Des semaines et des mois. Je m'en suis retourné à Limoges, par simple nostalgie du passé. Malheureusement, je ne passe plus inaperçu. Mon visage est connu et je ne suis plus anonyme comme je l'étais autrefois. Malgré mes atours particuliers, tous me dévisagent et comprennent à qui ils ont à faire. Certains s'écartent volontairement lorsqu'ils me croisent. Certains ont une peur visible et angoissent que je leur torde le coup. D'autres me font barrage et m'insultent ouvertement alors que je les ignore complètement en poursuivant ma route vers une auberge dans laquelle bien des choses se sont déroulées. Le retour aux sources, comme on peut bien le dire. Peut-être le départ d'une renaissance de mon âme maculée de bien des perfidies. Je m'arrête un instant devant cette bâtisse. De là, je peux voir la chambre que j'avais loué, ce soir là. Je me demande, d'ailleurs, si je peux toujours en avoir les accès. Si personne d'autre ne s'est accaparé cet antre. S'il y a toujours ces traces de sang. Ou si même l'aubergiste daignera me faire quelques faveurs d'une nuit au chaud en découvrant ce qui avait bien pu se dérouler sous son toit. Fameuse chambre sept. Je ne t'oublierais pas de si tôt. À moins d'emporter cela rapidement dans ma tombe. Je suis en territoire ennemi. Je suis dans ma propre fange, dans mon stupre, prêt à en découdre sans même tenter de me défendre. Passant de bête vorace à bête chétive et stupide, s'il en est. Je souris doucement, mettant en avant ces canines qui font tâche avec mon paraître de l'instant. Douces illusions. Douces désillusions.

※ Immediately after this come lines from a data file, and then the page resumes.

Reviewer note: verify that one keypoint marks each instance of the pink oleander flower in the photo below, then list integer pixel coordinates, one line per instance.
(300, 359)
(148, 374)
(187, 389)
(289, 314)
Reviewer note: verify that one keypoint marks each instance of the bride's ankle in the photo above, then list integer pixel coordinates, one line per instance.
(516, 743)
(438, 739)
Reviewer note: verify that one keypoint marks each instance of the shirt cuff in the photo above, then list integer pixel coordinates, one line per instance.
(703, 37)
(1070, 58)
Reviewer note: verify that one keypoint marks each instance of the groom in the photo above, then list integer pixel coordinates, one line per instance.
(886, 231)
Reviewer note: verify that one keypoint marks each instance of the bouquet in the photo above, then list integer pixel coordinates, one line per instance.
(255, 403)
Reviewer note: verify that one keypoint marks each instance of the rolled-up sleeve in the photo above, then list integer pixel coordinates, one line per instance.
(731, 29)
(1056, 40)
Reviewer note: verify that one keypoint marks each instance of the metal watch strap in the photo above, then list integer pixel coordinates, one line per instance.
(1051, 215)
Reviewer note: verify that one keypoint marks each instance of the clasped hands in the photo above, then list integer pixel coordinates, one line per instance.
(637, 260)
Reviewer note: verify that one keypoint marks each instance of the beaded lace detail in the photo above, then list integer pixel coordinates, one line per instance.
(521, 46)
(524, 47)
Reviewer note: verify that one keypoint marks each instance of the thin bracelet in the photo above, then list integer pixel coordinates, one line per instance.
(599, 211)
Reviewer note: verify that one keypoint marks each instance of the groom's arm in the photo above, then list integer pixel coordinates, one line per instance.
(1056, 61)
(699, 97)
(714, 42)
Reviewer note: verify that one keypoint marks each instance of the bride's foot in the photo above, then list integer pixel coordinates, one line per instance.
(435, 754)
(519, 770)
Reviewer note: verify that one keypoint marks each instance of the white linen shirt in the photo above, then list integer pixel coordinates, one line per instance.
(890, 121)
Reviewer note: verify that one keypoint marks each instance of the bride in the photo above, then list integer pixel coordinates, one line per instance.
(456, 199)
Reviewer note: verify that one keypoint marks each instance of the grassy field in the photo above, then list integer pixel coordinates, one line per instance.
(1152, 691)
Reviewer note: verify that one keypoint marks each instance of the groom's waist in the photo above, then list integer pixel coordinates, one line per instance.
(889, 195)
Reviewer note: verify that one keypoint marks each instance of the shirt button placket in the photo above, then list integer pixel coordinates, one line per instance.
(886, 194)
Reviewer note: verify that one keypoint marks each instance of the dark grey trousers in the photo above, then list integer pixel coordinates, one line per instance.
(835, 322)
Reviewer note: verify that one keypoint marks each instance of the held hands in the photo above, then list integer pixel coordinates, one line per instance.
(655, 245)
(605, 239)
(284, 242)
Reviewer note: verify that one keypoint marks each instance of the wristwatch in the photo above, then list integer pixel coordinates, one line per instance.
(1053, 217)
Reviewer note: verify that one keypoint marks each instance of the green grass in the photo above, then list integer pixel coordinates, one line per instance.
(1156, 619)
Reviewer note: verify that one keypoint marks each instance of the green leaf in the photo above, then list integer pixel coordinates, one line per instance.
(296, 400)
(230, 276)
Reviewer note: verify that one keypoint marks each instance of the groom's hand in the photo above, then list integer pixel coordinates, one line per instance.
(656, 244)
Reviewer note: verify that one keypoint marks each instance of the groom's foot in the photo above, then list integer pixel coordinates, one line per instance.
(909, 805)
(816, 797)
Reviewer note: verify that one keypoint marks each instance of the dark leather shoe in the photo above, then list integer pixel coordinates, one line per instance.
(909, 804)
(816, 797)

La porte de bois est poussée.
J'entre lentement dans ce taudis et jète des oeillades vers le tenancier. Mes yeux rouges ne peuvent être camouflés et je lis dans son regard qu'il se souvient fermement de moi. N'oubliant pas que je sois bon client malgré ce que j'aurai pu lui faire endurer, il se permet d'être commerçant et m'accueillir comme si de rien n'était. Je ne peux que me montrer sympathique, à son invitation à venir m'assoir à une table et prendre quelques prunes délicates pour mon gosier fatigué. Je m'exécute. Et je sombre petit à petit dans mes déboires d'alcooliques, alimentant tout de même continuellement ma folie outrancière. L'alcool amène le piquant dans ma gorge qui brûle constamment à chaque gorgée. Et pourtant, je continue. Cette douleur me fait vivre et me fait comprendre ces choses malsaines que je peux faire. Mais l'alcool enivre et me rapproche doucement de la mauvaise côte. Je tombe encore. Je sens que je suis bien seul. Que personne ici n'a d'intérêt réel pour moi, si ce n'est l'envie de me tordre le cou ou d'en avoir pour mon argent. Pour calmer les langues qui se délient aisément, j'offre quelques tournées. Je n'ai que faire de ces petits bouts de métaux qui alimentent mes bourses. Ces objets de valeur pour lesquels j'ai combattu bien des années. J'ai couru après. À présent, je suis assez riche pour me payer le luxe d'être chaleureux et distingué auprès de tous. De toute façon, je ne suis pas éternel. Tant que je garde assez de pièces pour payer le passeur, qu'il m'emmène sur le Styx rencontrer Hadès, en personne, une seconde fois.
Je suis mort une fois.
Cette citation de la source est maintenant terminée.